Wa outdoors first queen mother
The Wa Naa, Naa Fuseini Seidu Pelpuo IV, has a first-ever queen mother for Wa at an elaborate traditional ceremony in Wa, capital of Upper West Region
Hajia Fati Imoro Gberikubo, a 73-year-old mother of seven, was enskinned in the presence of royals and subjects at the palace of the overlord of the Wala Traditional Area, with a display of native culture.
The native of , a suburb of Wa, will now preside over queen mothers – called Pognamine in the Wala and Dagaaba areas of Upper West Region – who pay homage to the authority of the Wa Naa.
The queen mother concept has only recently been embraced in the culture of northern Ghana, and in the Upper West Region, the absence of the Wa Pognaa was a conspicuous void.
Widowed more than five years now, Hajia Fati Imoro Gberikubo – named Fati Mahama at birth – made the final transition from a private life of sheer enterprise to royal grace in the presence of both the mighty and modest.
Attired in white lace with a distinctly golden hijab, she stood out among her peers who showered her with praises, gifts, respect, and well wishes.
For the different generations witnessing the event, many were seeing it for the first time.
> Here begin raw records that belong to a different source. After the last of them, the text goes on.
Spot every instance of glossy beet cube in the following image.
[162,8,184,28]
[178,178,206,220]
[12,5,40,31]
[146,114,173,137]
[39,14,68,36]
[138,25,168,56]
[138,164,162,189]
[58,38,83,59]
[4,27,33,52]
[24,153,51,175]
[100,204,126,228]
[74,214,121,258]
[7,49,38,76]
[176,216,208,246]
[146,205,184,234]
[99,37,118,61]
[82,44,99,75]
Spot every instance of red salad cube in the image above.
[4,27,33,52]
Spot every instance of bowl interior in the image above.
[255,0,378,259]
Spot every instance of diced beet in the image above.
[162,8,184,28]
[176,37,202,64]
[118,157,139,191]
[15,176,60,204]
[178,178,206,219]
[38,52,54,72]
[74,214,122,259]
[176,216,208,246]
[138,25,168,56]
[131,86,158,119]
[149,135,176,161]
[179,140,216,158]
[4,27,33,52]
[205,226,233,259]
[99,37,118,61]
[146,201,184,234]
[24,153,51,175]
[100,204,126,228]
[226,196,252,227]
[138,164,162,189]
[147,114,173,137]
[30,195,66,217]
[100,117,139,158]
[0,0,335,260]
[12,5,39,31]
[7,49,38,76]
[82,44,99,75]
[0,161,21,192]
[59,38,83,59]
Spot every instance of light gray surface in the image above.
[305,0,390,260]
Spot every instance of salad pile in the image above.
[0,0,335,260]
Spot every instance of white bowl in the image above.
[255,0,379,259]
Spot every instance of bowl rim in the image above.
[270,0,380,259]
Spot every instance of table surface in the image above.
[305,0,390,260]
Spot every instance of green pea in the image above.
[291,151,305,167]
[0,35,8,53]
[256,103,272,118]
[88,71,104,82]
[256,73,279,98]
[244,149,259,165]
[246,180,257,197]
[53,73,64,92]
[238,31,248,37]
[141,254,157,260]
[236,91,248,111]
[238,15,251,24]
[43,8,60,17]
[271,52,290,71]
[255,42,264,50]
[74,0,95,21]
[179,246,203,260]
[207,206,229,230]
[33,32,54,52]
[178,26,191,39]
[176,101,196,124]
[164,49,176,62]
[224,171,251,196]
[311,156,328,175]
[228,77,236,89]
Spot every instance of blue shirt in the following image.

And for those who may have seen it elsewhere, the experience may not have been on the same scale.
Yet, the scene of fellow women ushering in the new Queen led in by a bearer of her royal stool amid the play and sound of traditional drums accompanied by native dance steps perhaps mitigated the sweltering temperatures.
Addressing the gathering through one of his sub-chiefs, Sunche Naa, Naa Daudi Osman, the Wa Naa said women had always proven an important component of the traditional system, and the enskinment of a queen mother was an appropriate acknowledgement of their role in the overall development of the society.
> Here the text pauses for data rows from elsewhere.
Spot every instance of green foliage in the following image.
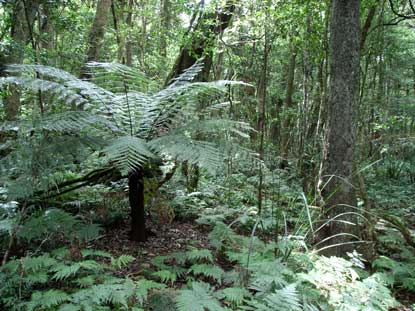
[0,249,165,310]
[303,257,397,311]
[176,282,224,311]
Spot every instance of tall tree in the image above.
[319,0,360,256]
[81,0,111,77]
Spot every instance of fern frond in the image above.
[186,249,213,262]
[264,284,302,311]
[111,255,135,269]
[104,136,154,175]
[218,287,251,306]
[135,279,166,304]
[152,270,177,285]
[148,134,224,173]
[176,282,225,311]
[7,64,114,109]
[189,264,224,284]
[86,62,156,93]
[27,289,70,310]
[168,59,205,88]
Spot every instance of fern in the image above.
[176,282,225,311]
[186,249,213,262]
[111,255,135,269]
[189,264,224,284]
[152,270,177,285]
[135,280,166,304]
[27,289,70,310]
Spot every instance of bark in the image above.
[360,3,379,50]
[128,170,147,242]
[160,0,171,57]
[0,1,38,120]
[125,0,134,67]
[166,0,235,85]
[280,43,297,168]
[319,0,360,256]
[81,0,111,78]
[257,1,270,214]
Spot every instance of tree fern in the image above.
[189,264,224,284]
[27,289,70,310]
[218,287,251,306]
[186,249,213,262]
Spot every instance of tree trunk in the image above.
[128,170,147,242]
[0,1,38,120]
[160,0,171,57]
[319,0,360,256]
[280,42,297,168]
[81,0,111,78]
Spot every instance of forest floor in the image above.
[91,222,209,276]
[90,221,415,311]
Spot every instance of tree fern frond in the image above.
[218,287,251,306]
[186,249,213,262]
[148,135,224,173]
[264,284,302,311]
[152,270,177,284]
[176,282,225,311]
[104,136,154,174]
[135,279,166,304]
[189,264,224,284]
[27,289,70,310]
[111,255,135,269]
[86,62,156,93]
[7,64,114,109]
[168,59,205,88]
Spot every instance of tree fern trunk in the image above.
[128,170,147,242]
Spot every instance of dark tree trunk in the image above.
[319,0,360,256]
[81,0,111,78]
[0,0,39,120]
[166,0,235,85]
[128,170,147,242]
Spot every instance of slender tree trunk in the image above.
[257,0,271,214]
[125,0,134,67]
[128,170,147,242]
[166,0,235,85]
[280,42,297,168]
[0,0,38,120]
[319,0,360,256]
[160,0,171,57]
[81,0,111,78]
He encouraged communities and traditional areas without queen mothers to enskin women leaders to ensure they contributed to the development of their people.
Hajia Fati Imoro Gberikubo pledged to commit herself to girl-child education, which would include a push to end female genital mutilation.
She appealed to chiefs and landowners to consider giving greater farmland access to women since they constitute 70 per cent of the farm hands in the region.
The Regional Director of the Department of Gender, Madam Charity Batuure, said the institution of queen mother affords women the opportunity to contribute to the development of their people.
She urged the women to take the opportunity and not to underestimate their own potentials, but to be vocal about issues that affect their development.
She said society must appreciate and come to terms with the role of women in the developmental process.
The Regional Minister, Alhaji Sulemana Alhassan, said was committed to supporting the traditional authority, including queen mothers, because of their crucial role in the entire system.